Baptists in Egypt request prayer after dozens of churches are burned

Baptists in Egypt are requesting prayer for their nation and its Christian community in the wake of the recent clashes and violence in the North African country. More than 800 persons have reportedly been killed.

Mounir Malaty, pastor of First Baptist Church in Cairo, reported that at least two Baptist churches were attacked, the Baptist Church in El Minya and the Baptist Church in Beni Mazar. In Beni Mazar, Islamic fundamentalists burned the church sanctuary, demolished office and classroom furnishings and fixtures and destroyed Christian emblems outside the church building. The pastor and his family, who live on the church property, escaped injury.

Malaty said "anger, killing, blood... are the words you hear in Egypt now. Innocent people are being killed and large numbers of the protestors are also dying."

Botros Faltaos, president of the Bible Baptist Denomination, based in the city of Alexandria, asked the Baptist World Alliance (BWA) to "please pray for us." Muslim fundamentalists, he said, "are attacking our churches."  He said more than 80 churches of various Christian traditions, including Baptist churches, have been attacked, many of them burned.

Faltaos said there have been attempts by fundamentalists to attack and burn some of his churches but they were thwarted by moderate Muslims from doing so. "There is fear and unrest," he told the BWA. Faltaos claimed that the police are overwhelmed "so we try our best to protect the churches and worshipers. Please pray for us and for the suffering Christians all over Egypt."

BWA General Secretary Neville Callam expressed "profound regret at the injuries and loss of life" and called on Baptists everywhere to place the crises in North Africa and the Middle East as matters of urgent concern on their prayer calendar.

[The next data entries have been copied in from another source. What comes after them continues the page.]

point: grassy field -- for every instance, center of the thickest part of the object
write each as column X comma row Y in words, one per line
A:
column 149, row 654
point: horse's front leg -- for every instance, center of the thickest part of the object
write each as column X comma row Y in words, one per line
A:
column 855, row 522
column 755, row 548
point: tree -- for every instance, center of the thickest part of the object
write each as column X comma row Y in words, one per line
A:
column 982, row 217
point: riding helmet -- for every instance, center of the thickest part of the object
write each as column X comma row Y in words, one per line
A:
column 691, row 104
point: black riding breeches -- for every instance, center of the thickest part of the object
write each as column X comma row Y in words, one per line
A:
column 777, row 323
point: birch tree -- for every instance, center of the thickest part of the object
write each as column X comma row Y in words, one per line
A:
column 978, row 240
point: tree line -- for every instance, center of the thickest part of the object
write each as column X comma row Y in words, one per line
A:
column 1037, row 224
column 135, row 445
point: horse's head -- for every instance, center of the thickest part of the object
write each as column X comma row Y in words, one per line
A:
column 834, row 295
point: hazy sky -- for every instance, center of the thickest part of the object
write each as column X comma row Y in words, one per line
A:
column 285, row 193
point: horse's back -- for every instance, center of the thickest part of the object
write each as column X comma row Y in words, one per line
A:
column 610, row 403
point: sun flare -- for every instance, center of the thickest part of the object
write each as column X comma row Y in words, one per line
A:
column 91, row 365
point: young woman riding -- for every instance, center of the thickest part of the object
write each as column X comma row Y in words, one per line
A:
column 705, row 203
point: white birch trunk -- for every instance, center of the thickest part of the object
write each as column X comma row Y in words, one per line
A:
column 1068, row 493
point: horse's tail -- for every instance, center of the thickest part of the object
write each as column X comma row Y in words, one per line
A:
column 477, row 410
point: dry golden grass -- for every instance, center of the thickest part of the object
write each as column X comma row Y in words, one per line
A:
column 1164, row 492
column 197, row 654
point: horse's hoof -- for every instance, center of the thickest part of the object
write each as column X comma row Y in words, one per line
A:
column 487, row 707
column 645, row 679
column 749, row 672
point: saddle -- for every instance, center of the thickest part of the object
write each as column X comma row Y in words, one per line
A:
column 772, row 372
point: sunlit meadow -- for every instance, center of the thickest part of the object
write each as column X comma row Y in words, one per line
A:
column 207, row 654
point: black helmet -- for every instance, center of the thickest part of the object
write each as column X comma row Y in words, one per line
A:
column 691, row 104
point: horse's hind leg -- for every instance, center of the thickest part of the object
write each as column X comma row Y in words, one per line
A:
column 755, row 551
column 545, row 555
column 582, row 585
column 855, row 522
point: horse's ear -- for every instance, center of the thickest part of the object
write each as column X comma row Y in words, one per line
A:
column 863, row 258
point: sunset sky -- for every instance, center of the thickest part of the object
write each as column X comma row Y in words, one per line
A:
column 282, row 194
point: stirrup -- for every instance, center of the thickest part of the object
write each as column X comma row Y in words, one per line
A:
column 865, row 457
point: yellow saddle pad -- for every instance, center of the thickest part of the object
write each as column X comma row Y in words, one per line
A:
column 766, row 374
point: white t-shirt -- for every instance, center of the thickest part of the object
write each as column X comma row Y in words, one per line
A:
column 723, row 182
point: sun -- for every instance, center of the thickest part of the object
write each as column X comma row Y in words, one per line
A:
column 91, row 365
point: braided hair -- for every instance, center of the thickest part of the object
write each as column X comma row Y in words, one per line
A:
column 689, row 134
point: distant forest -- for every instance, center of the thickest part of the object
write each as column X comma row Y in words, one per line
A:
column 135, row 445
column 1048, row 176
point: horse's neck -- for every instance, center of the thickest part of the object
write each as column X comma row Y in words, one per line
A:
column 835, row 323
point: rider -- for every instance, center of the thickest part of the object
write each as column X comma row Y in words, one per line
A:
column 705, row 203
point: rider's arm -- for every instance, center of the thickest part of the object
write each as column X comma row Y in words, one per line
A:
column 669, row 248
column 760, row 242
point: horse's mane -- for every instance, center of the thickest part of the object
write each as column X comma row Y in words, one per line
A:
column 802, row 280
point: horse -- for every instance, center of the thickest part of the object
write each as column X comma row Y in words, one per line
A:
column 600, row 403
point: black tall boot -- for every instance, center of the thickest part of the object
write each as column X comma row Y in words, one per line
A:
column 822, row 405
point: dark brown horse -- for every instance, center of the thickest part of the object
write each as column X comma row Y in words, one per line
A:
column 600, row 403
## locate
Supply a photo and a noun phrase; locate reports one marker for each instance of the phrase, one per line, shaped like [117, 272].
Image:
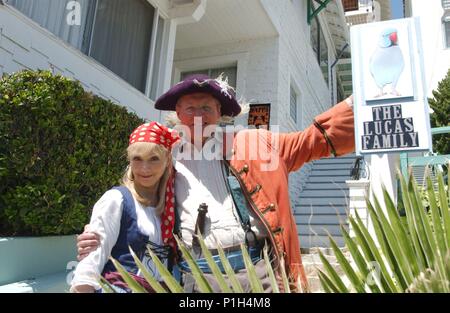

Callam urged that Baptists "pray for those who have experienced loss of loved ones and destruction of property." Callam also requested prayer for the many who have been displaced by the violent conflict.

Callam pointed out that "We have Baptists in many of these countries that experience turmoil, and in a special way we want to remember the people of Egypt and Syria."

The BWA leader reiterated a call for peaceful resolution he made more than two years ago when Egypt was in the midst of its 'Arab Spring.'  "We urge the protesters to ensure that their protest is based on the principle of nonviolence and we expect the Egyptian government to take the necessary steps to end the conflict peacefully. We expect no less from a country with as long and proud a history as Egypt, which has contributed so much to the cultural heritage of humankind."

Tony Peck, BWA regional secretary for Europe and general secretary of the European Baptist Federation (EBF), expressed horror at the events in Egypt. The EBF includes Baptist bodies in the Middle East and North Africa. Peck blamed the violence on those who vent anger at Christians for their perceived support for the military crackdown that has led to the most recent escalation in violent clashes. Peck joined Christian leaders in Egypt in "calling for a speedy and peaceful end to the violence."

Violence in Egypt flared after its president, Mohamed Morsi, was removed from power on July 3 by the military and placed under house arrest. The actions of the military were followed by demonstrations and clashes throughout Egypt between supporters and opponents of the move by the military.

Egypt has an estimated population of 84 million. Approximately 90 percent are identified as Muslim, nine percent as Coptic Christians, and one percent as other Christian traditions, including Baptists.